After having read and reviewed so many business books, I now share brief comments about what I consider to be the 25 most valuable business insights and the books in which they are either introduced or (one man’s opinion) best explained. Here are second five:
6. Customer Evangelism: Satisfaction is determined per transaction; loyalty is determined by sustainable satisfaction; zealotry occurs only when customers say “Yes!” to this question posed by Fred Reicheld: “Would you strongly recommend us to a friend, neighbor, or colleague?”
Best Sources: Fred Reichheld’s The Ultimate Question: Driving Good Profits and True Growth and Creating Customer Evangelists: How Loyal Customers Become a Volunteer Sales Force co-authored by Ben McConnell and Jackie Huba.
7. EDNA: This is an acronym I devised long ago when I began to teach English at Kent School in Connecticut.
Exposition (i.e. expose, reveal, open up, reveal) explains with information.
Description makes vivid with compelling images.
Narration explains a sequence and/or tells a story
Argumentation convinces with logic and/or evidence
Effective communication relies on mastery of one or more of these four.
Best Sources: Robert B. Cialdini’s Influence: Science and Practice (5th Edition) and Crucial Conversations: Tools for Talking When Stakes Are High co-authored by Kerry Patterson, Joseph Grenny, Ron McMillan, and Al Switzler
8. Employee Engagement: Recent research indicates that, on average, less than 30% of a workforce in the U.S. is actively and positively engaged. The others are either passively engaged (i.e. mailing it in) or actively disengaged (subversive and toxic). Increase active and positive engagement by (a) convincing workers that they and what they do are appreciated, (b) making crystal clear what expectations of them are and how their performance will be measured, (c) earning and sustaining their trust and respect by setting an with what you say (both verbally and non-verbally) and with what you do.

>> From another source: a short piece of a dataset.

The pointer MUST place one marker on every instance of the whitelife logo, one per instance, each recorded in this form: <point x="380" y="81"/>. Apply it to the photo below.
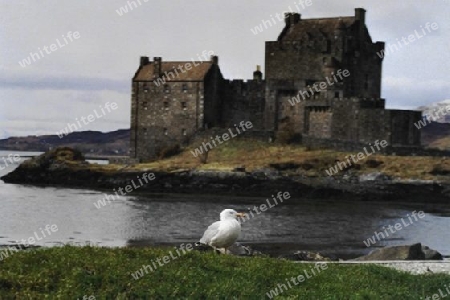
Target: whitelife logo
<point x="47" y="50"/>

Best Sources: Freedom, Inc.: Free Your Employees and Let Them Lead Your Business to Higher Productivity, Profits, and Growth co-authored by Brian M. Carney and Isaac Getz, Simon Sinek’s Start with Why: How Great Leaders Inspire Everyone to Take Action, Edward M. Hallowell’s Shine: Using Brain Science to Get the Best from Your People, and The Why of Work: How Great Leaders Build Abundant Organizations That Win co-authored by Dave Ulrich and Wendy Ulrich.
9. Innovation: In essence, innovation achieves improvement of what already exists and that could include almost anything (e.g. an idea, assumption, theory and strategy as well as a product, process, or behavior). Almost anything can be improved and almost anyone can do that by embracing that challenge and pursuing that opportunity.

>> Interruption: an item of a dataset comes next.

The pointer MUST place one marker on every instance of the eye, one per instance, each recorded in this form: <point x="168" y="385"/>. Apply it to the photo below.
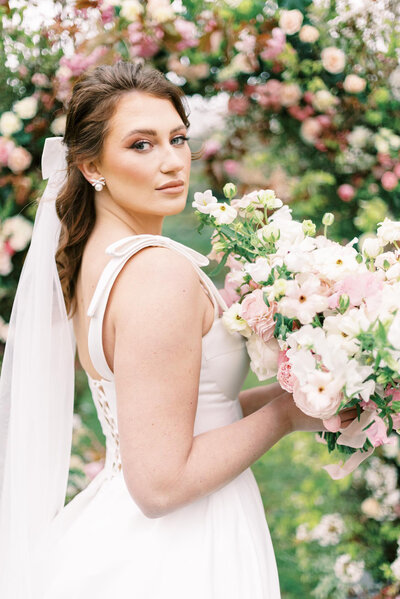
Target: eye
<point x="139" y="145"/>
<point x="181" y="139"/>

Best Sources: Tom Kelley’s The Idea of Innovation and The Ten Faces of Innovation (both co-authored with Jonathan Littman) as well as Steve Johnson’s Where Good Ideas Come From: The Natural History of Innovation and Henry Chesbrough’s Open Innovation: The New Imperative for Creating and Profiting from Technology
10. Lean: The concept of “less is more” can be dated back at least to ancient Greece. In a business context, its core concept is elimination of whatever is wasteful such as a production process that consumes too much time and effort as well as raw materials, one that results in omissions, duplications, redundancies, and flaws. Albert Einstein probably said it best: “Make everything as simple as possible…but no simpler.”

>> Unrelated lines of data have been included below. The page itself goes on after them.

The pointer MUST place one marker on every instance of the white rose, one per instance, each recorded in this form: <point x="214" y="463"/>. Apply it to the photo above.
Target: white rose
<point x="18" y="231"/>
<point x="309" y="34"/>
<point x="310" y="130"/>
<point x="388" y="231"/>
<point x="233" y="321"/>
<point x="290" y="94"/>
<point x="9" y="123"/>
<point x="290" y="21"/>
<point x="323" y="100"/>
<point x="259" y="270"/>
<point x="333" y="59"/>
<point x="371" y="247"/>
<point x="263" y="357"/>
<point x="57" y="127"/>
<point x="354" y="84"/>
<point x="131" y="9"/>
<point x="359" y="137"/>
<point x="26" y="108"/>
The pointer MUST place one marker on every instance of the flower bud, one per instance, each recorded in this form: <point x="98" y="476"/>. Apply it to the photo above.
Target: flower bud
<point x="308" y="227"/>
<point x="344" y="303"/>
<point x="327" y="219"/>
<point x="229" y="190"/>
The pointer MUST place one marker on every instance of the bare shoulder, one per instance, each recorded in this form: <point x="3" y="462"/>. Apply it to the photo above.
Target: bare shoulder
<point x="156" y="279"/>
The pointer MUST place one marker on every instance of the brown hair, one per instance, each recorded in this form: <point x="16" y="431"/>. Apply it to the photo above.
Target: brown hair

Best Sources: James Womack’s Lean Thinking: Banish Waste and Create Wealth in Your Corporation, Revised and Updated and Lean Solutions: How Companies and Customers Can Create Value and Wealth Together, both co-authored with Daniel T. Jones
Note: You may also wish to check out Most Valuable Business Insights: 1-5.
Here is an excerpt from an article written by Brad Power for the Harvard Business Review blog. To read the complete article, check out other articles and resources, and/or sign up for a free subscription to Harvard Business Review’s Daily Alerts, please click here.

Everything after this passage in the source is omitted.